The Russian news agency Regnum, among others, reported on the incident, citing Irina Konova, the sister of one of the victims, as their source. Konova told journalists a drone hit the ambulance causing four explosions. She said nothing about whose drone it was and did not blame Ukraine.
Lenta.ru, a Russian news site, published two photos of what was claimed to be the exterior and interior of the ambulance allegedly attacked by Ukrainian drones. The exterior photo shows an ambulance with a cracked windshield and no other visible damage. The interior photo shows no traces of blood or significant damage. Those photographs are inconsistent with the damage that would have been caused by four explosions that killed two people and wounded a third. There is no evidence of Ukraine intentionally striking an ambulance.
The third case is based on “testimony of a Ukrainian POV” who, the Russian state media said, “confessed” that AFU command instructed troops to shoot civilians who resisted them in the Kursk region. The news reports showed a video clip provided by the Russian Federal Security Service, FSB.
In the video, the Ukrainian POW says the commanders ordered them to shoot the men in the legs and imprison them in cellars. The heavily edited video does not specify whether the Ukrainian POV spoke about the Russian military men or civilians. Ukraine has yet to confirm the soldier’s identity. It is impossible to verify whether the prisoner revealed true information or made a false statement under duress.
In a fourth case, also widely reported by the Russian media, Moscow admitted there is no proof of Ukraine deliberately striking a residential building or targeting civilians.
On August 10, Russian air defense intercepted Ukrainian missile in Kursk. The debris hit a multi-story building injuring 13 people.
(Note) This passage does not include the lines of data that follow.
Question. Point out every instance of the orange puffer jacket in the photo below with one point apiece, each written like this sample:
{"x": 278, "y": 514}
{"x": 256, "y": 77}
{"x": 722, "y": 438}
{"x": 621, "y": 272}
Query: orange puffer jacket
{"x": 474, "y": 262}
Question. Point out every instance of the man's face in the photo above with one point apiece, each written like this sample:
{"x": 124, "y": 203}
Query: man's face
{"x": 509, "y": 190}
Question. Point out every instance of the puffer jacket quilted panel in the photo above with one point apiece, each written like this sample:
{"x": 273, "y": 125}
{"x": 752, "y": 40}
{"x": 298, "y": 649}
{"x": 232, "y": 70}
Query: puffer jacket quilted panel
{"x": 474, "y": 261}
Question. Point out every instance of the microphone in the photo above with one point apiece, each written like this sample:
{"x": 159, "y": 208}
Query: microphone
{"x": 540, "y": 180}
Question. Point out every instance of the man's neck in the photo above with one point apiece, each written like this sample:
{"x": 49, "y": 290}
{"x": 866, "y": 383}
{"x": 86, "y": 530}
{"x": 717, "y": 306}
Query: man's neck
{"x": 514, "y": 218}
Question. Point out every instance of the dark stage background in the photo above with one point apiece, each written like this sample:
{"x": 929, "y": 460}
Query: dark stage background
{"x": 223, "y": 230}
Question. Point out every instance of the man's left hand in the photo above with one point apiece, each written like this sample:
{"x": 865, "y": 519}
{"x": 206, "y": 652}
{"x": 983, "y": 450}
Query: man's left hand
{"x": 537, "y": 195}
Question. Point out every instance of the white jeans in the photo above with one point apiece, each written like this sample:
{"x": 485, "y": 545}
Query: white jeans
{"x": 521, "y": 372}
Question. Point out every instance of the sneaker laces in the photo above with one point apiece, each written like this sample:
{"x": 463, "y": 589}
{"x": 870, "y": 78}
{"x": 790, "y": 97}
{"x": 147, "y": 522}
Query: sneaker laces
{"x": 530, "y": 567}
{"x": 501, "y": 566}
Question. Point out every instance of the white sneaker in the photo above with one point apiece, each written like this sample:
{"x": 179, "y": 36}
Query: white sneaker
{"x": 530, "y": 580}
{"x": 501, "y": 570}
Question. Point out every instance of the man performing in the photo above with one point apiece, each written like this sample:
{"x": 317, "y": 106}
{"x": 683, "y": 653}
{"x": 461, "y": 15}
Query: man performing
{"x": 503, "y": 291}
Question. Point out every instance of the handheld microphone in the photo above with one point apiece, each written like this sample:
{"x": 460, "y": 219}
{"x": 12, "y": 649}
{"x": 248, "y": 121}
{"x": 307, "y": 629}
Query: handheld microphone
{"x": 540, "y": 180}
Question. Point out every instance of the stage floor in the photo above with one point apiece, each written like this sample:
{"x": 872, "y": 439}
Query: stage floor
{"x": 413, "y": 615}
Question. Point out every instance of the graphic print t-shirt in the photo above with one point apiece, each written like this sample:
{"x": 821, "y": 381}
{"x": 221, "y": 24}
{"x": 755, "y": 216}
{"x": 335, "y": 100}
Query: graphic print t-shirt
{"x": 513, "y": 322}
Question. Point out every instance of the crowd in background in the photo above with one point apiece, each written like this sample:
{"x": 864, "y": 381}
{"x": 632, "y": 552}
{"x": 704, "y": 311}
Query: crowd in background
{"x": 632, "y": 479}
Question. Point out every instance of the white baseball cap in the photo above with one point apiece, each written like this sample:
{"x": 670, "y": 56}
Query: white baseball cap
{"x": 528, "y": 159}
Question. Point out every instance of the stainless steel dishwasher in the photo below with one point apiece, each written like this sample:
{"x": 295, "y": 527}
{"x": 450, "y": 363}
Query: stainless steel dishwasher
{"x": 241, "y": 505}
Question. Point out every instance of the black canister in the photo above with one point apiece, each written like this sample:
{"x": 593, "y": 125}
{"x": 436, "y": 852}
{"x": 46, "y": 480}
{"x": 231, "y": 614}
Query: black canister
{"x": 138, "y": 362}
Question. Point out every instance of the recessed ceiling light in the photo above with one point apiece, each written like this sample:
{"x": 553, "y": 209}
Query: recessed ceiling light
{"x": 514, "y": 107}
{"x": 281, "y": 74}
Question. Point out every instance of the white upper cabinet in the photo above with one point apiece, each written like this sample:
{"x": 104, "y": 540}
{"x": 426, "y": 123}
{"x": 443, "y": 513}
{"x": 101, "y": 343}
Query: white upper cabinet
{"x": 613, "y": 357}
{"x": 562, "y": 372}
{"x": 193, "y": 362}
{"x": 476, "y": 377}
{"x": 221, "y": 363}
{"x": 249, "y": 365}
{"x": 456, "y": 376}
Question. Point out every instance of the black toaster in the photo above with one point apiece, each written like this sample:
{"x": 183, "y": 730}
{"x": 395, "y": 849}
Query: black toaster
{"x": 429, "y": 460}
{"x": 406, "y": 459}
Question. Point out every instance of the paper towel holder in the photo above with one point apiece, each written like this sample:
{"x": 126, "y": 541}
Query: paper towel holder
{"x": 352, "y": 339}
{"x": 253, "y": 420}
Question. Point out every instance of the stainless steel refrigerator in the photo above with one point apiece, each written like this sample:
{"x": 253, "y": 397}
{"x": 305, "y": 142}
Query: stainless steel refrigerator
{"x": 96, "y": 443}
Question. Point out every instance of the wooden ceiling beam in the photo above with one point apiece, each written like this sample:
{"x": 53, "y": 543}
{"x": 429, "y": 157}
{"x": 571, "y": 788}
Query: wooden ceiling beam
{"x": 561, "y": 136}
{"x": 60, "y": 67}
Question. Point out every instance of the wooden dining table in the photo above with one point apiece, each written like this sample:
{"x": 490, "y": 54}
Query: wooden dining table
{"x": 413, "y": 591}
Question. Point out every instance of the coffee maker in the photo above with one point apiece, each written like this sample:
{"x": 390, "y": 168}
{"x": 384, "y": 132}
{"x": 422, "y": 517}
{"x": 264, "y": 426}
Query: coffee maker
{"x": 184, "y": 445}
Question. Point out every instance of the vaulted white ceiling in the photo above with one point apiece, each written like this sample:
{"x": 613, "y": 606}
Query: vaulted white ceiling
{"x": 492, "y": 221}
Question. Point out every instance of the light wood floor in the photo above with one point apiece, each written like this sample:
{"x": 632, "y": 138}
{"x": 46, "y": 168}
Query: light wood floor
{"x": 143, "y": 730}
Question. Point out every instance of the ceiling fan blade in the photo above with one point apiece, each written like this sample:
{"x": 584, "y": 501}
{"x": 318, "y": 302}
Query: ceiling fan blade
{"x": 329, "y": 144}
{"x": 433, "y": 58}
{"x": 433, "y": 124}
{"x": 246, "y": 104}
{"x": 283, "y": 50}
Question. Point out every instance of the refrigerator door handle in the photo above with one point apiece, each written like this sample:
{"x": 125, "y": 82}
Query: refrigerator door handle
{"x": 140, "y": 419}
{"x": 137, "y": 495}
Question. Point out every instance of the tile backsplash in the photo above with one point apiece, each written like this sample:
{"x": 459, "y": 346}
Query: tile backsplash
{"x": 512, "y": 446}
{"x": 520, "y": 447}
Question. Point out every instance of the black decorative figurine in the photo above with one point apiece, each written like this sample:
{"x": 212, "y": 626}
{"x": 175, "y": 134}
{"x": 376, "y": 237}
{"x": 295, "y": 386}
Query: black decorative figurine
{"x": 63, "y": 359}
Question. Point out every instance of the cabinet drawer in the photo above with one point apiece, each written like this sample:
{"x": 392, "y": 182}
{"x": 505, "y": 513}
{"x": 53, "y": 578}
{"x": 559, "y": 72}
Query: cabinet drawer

Reports indicate that Ukraine most likely targeted a nearby railway station, a critical military asset.
On August 9, the United Nations expressed concern about reported civilian casualties in the Kursk region and later requested that Russia grant access to investigate alleged human rights violations by Ukrainian troops in Kursk.
On August 14, Ukraine announced opening humanitarian corridors in Kursk to evacuate civilians to Russia and Ukraine and invited international organizations to aid and monitor.